Kasabalı sarhoş adamın arkasından şimdi ‘cehennemin dibine gitmiştir’diye söyleniyordu. Bir müddet sonra kasabanın sözü dinlenen ileri gelen zatlarından birisi rüyasında sarhoş adamın cennete gittiğini görür. Önceleri gördüğü bu rüyayı umursama da her gece bu rüyayı görmeye başlayınca dayanamaz ve durumu kasabanın imamına açar. Üst üste gördüğü rüyaların ne anlama geldiğini merak eden adam imamın da uzun zamandır aynı rüyayı gördüğünü öğrenince şaşkınlığı daha da fazla artar. Durumdan iyice şüphelenen adam ve imam olanlara bir açıklık getirmek adına adamı gömen çobanı bulup onu nasıl gömdüğünü ve arkasından nasıl dua ettiğini öğrenmek için beraber çobanın yanına gitmeye karar verdiler. Çobanın yanına varınca vakit kaybetmeden konuya girerek çobana sorularını sormaya başladılar.

  • Geçen gün buraya defnetmen için karısının getirdiği bir cenaze vardı. Bizler onun cenazesini kılmadığımız için karısı çaresiz sana getirmişti. Sen o adamı nasıl gömdün? Gömerken nasıl dua ettin?

Bu sözlere bir anlam veremeyen çoban:

  • Vallahi ağalar bunu neden merak ettiğinizi anlayamıyorum. Siz de biliyorsunuz ki ben cahil biriyim, gariban bir koyun çobanım o adamla ilgili tek yaptığım şey bir çukur kazıp adamı içine gömmekti.
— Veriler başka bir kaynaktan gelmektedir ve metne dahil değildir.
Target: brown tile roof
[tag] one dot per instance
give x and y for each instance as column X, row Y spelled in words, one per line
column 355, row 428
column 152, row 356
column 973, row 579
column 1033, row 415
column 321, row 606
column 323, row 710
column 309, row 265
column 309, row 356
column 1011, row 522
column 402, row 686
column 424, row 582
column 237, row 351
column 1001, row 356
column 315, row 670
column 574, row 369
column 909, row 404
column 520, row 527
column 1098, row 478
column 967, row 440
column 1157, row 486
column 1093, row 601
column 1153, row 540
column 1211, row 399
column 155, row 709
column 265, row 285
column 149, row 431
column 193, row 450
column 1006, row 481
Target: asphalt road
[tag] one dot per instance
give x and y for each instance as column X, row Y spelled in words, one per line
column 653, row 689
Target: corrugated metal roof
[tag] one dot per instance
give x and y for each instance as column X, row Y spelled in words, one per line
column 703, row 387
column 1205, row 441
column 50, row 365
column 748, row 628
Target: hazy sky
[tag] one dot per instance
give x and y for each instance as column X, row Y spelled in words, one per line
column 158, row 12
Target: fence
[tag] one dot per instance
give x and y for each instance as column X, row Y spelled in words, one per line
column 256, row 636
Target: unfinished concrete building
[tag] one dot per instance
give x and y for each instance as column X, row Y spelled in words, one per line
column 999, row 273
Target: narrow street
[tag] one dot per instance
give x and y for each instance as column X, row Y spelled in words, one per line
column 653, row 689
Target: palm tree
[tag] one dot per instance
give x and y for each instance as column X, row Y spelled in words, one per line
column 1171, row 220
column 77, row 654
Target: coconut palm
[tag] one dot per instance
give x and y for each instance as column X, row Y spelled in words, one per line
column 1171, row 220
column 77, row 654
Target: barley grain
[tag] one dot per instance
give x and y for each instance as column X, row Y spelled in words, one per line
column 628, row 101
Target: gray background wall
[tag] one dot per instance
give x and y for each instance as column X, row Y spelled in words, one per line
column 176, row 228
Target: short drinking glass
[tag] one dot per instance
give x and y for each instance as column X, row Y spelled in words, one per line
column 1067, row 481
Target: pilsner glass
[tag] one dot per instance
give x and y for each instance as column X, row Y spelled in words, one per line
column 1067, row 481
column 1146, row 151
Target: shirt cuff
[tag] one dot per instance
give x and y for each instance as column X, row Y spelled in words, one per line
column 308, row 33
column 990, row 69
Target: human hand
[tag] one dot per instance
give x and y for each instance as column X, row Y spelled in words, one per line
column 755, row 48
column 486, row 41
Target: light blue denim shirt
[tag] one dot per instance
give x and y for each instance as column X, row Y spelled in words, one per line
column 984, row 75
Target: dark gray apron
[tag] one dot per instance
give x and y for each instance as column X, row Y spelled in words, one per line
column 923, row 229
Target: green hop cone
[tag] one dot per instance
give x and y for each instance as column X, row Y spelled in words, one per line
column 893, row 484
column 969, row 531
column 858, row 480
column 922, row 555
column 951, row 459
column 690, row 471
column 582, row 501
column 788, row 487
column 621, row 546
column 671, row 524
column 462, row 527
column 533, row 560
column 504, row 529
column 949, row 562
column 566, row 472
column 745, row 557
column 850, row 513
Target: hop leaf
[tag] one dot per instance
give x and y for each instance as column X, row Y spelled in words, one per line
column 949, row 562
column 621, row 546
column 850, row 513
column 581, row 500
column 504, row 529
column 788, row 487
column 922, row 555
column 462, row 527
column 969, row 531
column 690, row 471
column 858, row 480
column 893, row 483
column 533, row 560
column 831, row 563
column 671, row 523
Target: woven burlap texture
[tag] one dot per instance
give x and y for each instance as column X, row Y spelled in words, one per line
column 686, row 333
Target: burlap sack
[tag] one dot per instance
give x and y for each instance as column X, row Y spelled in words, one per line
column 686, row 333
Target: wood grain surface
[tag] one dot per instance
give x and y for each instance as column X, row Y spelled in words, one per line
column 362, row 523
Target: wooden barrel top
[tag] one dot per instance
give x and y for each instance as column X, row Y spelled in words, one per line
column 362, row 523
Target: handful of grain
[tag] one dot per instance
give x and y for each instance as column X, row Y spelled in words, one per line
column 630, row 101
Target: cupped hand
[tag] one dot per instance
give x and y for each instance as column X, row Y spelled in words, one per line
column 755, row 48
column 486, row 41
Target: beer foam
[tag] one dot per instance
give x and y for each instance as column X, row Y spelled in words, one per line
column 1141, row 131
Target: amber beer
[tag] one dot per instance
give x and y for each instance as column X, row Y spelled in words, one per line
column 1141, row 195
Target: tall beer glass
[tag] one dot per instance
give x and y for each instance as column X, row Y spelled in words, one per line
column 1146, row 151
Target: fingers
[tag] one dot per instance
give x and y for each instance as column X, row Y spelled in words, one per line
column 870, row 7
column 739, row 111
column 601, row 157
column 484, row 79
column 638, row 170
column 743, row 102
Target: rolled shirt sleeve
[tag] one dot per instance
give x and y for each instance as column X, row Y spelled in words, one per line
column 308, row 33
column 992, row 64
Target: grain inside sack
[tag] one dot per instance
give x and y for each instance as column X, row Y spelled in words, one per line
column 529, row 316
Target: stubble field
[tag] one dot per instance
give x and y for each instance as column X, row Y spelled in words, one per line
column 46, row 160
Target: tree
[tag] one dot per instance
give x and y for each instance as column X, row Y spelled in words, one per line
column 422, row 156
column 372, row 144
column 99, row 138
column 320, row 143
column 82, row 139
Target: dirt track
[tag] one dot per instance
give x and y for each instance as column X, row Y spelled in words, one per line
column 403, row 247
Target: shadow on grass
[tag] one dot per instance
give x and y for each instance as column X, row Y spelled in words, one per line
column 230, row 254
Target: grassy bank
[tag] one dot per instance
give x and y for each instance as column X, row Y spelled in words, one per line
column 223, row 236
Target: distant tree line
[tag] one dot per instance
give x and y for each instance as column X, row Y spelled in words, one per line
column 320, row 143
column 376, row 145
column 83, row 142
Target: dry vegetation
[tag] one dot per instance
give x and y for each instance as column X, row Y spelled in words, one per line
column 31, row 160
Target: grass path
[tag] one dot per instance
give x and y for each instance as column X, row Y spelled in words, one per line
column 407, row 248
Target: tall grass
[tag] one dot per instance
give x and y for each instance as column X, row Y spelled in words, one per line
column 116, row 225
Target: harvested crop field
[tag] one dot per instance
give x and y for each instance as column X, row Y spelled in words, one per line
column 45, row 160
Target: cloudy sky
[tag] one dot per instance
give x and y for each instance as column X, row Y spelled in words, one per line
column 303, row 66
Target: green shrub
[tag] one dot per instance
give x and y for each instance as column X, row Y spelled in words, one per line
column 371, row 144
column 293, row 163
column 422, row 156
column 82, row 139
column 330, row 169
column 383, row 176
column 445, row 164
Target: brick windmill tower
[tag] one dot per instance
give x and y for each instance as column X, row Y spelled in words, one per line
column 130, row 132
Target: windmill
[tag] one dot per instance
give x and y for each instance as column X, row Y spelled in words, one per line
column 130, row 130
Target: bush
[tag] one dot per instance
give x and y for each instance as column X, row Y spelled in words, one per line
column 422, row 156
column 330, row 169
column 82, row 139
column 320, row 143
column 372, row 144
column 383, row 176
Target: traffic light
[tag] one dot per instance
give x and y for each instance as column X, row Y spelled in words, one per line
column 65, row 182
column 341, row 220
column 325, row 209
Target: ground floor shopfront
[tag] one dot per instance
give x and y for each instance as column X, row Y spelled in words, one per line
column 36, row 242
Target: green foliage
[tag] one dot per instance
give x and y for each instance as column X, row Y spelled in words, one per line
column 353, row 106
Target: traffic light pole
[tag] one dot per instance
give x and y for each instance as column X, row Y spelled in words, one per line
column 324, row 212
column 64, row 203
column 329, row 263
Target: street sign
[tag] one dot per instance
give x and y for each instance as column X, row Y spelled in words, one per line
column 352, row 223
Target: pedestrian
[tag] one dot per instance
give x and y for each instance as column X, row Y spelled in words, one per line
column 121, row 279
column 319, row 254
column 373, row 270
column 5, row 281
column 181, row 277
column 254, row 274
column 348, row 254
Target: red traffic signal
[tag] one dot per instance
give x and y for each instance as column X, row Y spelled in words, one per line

Bunun üzerine kasabanın imamı çobana:

  • Gömerken hiçbir şey demedin mi bir dua bile mi etmedin?

Diye sorunca çoban şu cevabı verdi.

  • Ben dua etmek bilmem ama şunları söyledim:

‘’Rabbim, bugüne kadar sen bana birçok misafir gönderdin. Allah misafiriz diyerek gelen herkesi senin rızana layık olabilmek için ağırlayıp memnun etmeye çalıştım. Şimdi ise kırk yılda bir ben senin huzuruna bir misafir gönderiyorum. Sen onu şanına layık şekilde ağırla!